O terreiro não abriga apenas uma vertente da umbanda, pois é além de tudo um centro de preservação de cultos afro-religiosos. Dentre eles o mais comentado e destrinchado por Pai Luís, foi o Tambor de Mina. A mais poderosa religião afro-indígena da Amazônia tem aproximadamente 2.500 terreiros espalhados por Belém. Para explicar melhor do que se tratava, foi exibido um documentário, gravado em parte ali mesmo naquela sala e narrado pelo próprio pai do terreiro. “A descoberta da Amazônia pelos Turcos Encantados” recria o universo místico do Tambor de Mina e nos mostra uma realidade imaterial incrivelmente rica. A religião mistura aspectos da cultura indígena e da cultura africana com sultões e princesas do Oriente e demonstra até aspectos do Sebastianismo. “Essa é a verdadeira miscigenação” – pensei alto.

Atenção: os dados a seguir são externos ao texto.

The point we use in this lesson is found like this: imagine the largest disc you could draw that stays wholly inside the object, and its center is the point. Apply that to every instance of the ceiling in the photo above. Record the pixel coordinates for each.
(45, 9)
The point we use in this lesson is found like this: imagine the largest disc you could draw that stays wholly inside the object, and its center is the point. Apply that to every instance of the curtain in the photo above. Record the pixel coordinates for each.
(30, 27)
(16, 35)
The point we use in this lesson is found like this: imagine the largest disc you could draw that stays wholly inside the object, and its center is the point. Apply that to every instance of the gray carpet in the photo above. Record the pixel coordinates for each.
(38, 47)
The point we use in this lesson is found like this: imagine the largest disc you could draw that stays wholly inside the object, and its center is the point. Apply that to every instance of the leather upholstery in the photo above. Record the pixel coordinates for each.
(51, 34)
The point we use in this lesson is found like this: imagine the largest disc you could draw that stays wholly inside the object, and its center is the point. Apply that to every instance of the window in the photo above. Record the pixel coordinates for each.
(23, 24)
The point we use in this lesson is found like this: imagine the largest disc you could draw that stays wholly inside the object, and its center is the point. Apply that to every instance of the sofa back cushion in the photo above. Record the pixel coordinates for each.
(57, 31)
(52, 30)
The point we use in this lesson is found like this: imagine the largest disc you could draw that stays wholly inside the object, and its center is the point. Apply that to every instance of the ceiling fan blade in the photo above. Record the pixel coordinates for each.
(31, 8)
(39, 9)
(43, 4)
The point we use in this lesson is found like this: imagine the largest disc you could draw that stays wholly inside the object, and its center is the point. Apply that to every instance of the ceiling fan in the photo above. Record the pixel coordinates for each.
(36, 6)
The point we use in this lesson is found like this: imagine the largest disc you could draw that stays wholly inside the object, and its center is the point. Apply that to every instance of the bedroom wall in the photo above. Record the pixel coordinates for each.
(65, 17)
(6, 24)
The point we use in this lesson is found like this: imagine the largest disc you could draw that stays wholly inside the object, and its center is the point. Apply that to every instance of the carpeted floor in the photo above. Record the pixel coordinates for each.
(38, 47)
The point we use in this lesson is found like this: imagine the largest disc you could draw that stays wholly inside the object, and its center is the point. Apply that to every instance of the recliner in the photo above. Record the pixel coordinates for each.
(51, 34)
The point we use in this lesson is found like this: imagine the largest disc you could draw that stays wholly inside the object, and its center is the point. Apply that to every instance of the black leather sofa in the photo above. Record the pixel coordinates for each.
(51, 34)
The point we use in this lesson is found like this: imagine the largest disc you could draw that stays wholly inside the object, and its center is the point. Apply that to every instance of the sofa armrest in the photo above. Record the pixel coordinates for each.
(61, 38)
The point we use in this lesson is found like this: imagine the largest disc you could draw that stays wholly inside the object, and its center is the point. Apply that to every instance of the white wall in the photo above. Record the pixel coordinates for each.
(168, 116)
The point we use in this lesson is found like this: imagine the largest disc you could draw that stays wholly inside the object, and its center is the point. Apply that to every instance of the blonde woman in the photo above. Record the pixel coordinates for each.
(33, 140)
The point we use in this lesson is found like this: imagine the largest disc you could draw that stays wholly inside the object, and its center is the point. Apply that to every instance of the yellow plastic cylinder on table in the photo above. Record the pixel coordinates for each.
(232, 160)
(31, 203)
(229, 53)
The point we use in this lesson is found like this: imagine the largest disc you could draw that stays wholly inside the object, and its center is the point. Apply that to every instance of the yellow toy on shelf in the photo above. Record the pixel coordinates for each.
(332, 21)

Toda a narração da tradição Mina me despertou muito encantamento, no entanto não foi o que mais me chamou atenção naquela exposição. Pai Luís explicou que a casa além de trabalhar com a preservação da cultura afro-religiosa da Amazônia, realizava projetos na área da educação e da saúde. Esse fato leva o terreiro a interação com uma gama muito grande da sociedade, o que torna preciso enfrentar os pesados muros dos preconceitos. Ainda mais quando tratamos de Belém, que é sede da maior manifestação católica do Brasil, o Círio de Nazaré. “Um dos nossos maiores problemas além da intolerância é a comunicação. A mídia é opressora conosco o tempo inteiro, faz com que preconceitos sejam reproduzidos a todo instante” – comentou o Tayando Babá, sem saber o quanto essa frase iria me incomodar. Dali pra frente não consegui mais me concentrar, a infeliz realidade de nossa comunicação me desconcertou mais uma vez.
Pai Luis/ Foto: Rafael Flores

O tema central do encontro de 2011 foi Comunicação e Movimentos Sociais. O objetivo era estabelecer o diálogo entre os estudantes e os movimentos sociais, o que infelizmente não acontece nas escolas e consequentemente influenciam no modelo de comunicação que aquele futuro profissional vai reproduzir. Discutir a questão da criminalização dessas comunidades e movimentos exige compreender o processo histórico social e econômico de formação da sociedade brasileira e as relações de dominação que nas terras latino-americanas justificaram os massacres, genocídios, etnocídios, exploração e escravidão contra os povos originários e africanos. No terreiro, pude conhecer um pouco melhor uma realidade que a mídia convencional e o sistema a qual ela serve tanto oprimem. A proposta de homogeneização da cultura brasileira, respaldada desde sempre pela "mídia padrão", caem por terra quando conhecemos lugares como esses. A comunicação não pode funcionar apenas como um serviço ao atual modelo econômico. Assim como um paraíbano com o rosto de urucum gritou na abertura do meu primeiro encontro: A comunicação precisa urgentemente ser pintada de povo! 

1 comentários:

  1. Muito bom o seu texto Rafael, me senti no NV ;)
    Eu tive a oportunidade de conversar uma vez com o diretor desse documentário, nossa, ele me contou cada parada louca sobre a história da produção e do tambor de mina...

    A gente se encontra lá por Brasília man? grande abraço!